そして誠さんに小寺君のスライドショーをやる保育園まで送ってもらった。

ここで誠さんと別れた。今回も誠さんに色々お世話になった。

つも世話になってばかりだ。

裸で外を走り回っている元気な子供たちがたくさんいた。

実ににぎやかだ。この子たちがじっと座ってスライドを見てられるのだろうかと思ったほどだ。

小寺君は体育館で準備をしていた。突然の私の訪問に、園長先生は優しく迎えてくれた。

私は職員室で園長先生とお話をしていた。

その間に子供がなんやかんやで園長先生のところに来ては話をしていく。

先生はとてもやさしく丁寧に子供に接していた。
もうすぐ始まろうとする頃、近くに住む女性が小寺君のスライドショーを見にやってきた。

その女性は私を見つけると「以前、こなひき小屋で空想の森のラッシュ上映を見た者です。」と言った。

私はびっくりしたのと同時に嬉しくて、やっと映画が完成したこと、9月に函館で上映会があることを伝えた。

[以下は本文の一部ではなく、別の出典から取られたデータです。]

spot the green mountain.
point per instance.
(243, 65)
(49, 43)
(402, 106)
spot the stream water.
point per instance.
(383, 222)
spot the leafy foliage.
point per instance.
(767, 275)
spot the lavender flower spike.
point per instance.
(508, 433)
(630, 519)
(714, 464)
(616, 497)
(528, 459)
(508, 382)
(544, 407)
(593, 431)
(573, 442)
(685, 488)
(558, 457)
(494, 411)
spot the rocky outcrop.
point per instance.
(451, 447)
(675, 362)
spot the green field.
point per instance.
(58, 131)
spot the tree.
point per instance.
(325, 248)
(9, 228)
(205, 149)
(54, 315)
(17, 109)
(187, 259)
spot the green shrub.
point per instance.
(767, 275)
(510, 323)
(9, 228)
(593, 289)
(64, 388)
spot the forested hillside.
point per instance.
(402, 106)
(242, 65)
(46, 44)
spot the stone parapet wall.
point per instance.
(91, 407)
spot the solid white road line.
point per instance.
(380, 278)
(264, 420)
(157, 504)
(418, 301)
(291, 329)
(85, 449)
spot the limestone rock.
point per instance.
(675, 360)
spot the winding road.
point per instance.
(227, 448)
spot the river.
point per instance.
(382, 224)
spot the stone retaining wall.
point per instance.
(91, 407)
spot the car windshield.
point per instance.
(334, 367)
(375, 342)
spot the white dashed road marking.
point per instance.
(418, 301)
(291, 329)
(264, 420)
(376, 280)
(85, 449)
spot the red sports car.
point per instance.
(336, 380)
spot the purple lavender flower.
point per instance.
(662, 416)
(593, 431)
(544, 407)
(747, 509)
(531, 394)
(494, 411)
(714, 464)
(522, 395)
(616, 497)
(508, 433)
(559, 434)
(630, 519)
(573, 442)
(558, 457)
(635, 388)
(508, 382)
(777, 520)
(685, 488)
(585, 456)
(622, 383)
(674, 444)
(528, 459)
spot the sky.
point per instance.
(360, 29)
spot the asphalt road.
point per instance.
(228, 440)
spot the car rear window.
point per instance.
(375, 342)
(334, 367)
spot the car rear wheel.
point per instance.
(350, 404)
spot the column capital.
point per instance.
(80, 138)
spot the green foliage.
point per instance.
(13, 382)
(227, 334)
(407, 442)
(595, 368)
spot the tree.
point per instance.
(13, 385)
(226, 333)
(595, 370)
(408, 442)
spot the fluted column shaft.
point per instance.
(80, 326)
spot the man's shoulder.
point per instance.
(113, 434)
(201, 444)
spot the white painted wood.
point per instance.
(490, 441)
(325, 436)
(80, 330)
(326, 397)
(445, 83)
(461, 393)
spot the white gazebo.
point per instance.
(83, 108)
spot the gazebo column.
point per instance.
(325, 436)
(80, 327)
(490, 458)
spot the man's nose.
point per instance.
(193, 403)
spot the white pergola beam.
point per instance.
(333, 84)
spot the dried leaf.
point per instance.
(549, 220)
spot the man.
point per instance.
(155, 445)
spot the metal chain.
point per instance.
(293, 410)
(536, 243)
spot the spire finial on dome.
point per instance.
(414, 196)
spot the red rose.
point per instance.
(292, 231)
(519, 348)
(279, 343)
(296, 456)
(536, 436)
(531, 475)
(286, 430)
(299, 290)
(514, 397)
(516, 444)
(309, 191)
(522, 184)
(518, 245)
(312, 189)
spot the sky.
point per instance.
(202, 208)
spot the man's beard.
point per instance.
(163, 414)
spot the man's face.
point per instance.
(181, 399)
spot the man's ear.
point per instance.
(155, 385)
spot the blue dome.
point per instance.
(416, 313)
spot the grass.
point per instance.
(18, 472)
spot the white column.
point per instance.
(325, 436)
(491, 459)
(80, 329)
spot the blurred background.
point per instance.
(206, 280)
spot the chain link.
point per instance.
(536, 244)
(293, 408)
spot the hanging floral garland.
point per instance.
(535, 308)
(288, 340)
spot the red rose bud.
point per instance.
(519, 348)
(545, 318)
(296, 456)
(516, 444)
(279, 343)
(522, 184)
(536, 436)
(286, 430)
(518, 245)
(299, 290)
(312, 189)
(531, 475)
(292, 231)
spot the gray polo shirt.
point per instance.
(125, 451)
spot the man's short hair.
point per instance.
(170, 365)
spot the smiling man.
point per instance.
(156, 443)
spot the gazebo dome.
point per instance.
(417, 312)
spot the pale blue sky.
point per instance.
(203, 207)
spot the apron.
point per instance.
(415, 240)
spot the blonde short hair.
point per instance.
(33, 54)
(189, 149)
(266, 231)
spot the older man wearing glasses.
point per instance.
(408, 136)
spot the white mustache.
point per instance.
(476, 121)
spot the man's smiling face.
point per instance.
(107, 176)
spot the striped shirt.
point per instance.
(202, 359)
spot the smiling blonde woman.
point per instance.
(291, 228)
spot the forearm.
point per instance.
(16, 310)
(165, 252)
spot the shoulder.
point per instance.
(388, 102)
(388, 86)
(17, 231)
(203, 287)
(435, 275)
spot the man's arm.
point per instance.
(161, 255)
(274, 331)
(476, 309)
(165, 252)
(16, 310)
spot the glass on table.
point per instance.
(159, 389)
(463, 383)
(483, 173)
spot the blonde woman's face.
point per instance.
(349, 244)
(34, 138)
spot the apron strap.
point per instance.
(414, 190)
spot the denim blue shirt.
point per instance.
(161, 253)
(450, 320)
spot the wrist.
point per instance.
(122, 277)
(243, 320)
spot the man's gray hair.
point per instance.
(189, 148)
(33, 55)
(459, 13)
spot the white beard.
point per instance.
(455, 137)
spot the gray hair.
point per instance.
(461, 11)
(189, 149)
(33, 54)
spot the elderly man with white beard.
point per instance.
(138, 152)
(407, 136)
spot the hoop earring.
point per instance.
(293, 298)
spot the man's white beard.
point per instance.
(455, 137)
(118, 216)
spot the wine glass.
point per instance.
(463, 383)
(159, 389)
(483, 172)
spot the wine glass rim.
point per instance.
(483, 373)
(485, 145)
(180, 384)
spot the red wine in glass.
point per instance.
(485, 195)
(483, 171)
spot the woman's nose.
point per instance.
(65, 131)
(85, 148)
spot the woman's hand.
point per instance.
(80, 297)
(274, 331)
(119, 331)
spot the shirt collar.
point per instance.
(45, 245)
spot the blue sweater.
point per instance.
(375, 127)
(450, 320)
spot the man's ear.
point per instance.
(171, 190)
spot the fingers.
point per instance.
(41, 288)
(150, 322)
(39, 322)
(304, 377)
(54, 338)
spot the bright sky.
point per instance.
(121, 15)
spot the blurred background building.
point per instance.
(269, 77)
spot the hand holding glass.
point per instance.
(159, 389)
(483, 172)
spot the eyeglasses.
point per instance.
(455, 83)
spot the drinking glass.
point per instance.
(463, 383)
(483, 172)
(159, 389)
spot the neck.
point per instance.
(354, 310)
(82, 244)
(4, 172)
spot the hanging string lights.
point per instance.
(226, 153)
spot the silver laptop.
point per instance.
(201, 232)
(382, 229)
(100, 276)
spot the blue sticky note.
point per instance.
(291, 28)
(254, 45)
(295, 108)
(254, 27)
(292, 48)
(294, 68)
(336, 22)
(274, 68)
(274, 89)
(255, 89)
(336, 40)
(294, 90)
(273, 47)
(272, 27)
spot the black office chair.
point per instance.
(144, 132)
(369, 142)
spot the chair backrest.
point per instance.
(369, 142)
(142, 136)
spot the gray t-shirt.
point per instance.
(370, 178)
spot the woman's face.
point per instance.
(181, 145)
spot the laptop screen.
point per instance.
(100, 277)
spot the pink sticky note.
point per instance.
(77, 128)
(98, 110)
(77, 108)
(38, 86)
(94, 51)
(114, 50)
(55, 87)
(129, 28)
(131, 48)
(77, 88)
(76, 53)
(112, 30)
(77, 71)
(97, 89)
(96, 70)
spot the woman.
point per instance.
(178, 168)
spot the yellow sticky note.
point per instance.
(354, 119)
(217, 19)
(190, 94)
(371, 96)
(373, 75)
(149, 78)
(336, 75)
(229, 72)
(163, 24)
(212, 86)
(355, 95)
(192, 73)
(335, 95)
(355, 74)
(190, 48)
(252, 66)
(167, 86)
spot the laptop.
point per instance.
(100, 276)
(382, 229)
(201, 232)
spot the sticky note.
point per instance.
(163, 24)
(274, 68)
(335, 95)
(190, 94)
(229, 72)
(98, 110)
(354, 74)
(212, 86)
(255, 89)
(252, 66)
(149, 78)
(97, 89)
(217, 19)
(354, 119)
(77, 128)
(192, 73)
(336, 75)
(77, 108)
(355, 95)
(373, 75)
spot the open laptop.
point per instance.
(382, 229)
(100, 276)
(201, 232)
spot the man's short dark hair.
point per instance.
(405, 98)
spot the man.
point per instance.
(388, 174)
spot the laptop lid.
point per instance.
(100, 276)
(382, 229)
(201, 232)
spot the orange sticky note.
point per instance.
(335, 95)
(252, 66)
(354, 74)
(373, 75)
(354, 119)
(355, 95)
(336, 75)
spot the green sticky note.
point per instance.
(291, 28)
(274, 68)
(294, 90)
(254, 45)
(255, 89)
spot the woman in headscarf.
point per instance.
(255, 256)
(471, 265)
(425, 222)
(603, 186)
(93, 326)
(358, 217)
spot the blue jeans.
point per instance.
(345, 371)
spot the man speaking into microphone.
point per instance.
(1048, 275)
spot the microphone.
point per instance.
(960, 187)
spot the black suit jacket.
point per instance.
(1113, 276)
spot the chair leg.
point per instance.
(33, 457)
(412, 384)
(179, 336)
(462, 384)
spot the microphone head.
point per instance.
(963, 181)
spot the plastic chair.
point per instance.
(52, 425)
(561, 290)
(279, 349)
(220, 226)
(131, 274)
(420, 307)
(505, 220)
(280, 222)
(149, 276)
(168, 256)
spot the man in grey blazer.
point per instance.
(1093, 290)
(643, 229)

そうこうしているうちに10時になり、スライドショーが始まった。

小寺君は子供たちに語りかけながら、四季の森の写真を展開していった。

子供たちは写真をじっと見て、元気よく質問に答えていた。

小寺君の話術はすごい。
10:30過ぎ、私は園長先生にお礼を言って保育園を後にした。

大沼駅まで15分ほど歩いた。

ああ、今回も色んな人たちと出会えたいい旅だったなあ。

この週末は、いよいよ群馬の野外上映会だ。

夏に向かおうとしている太陽がまぶしかった。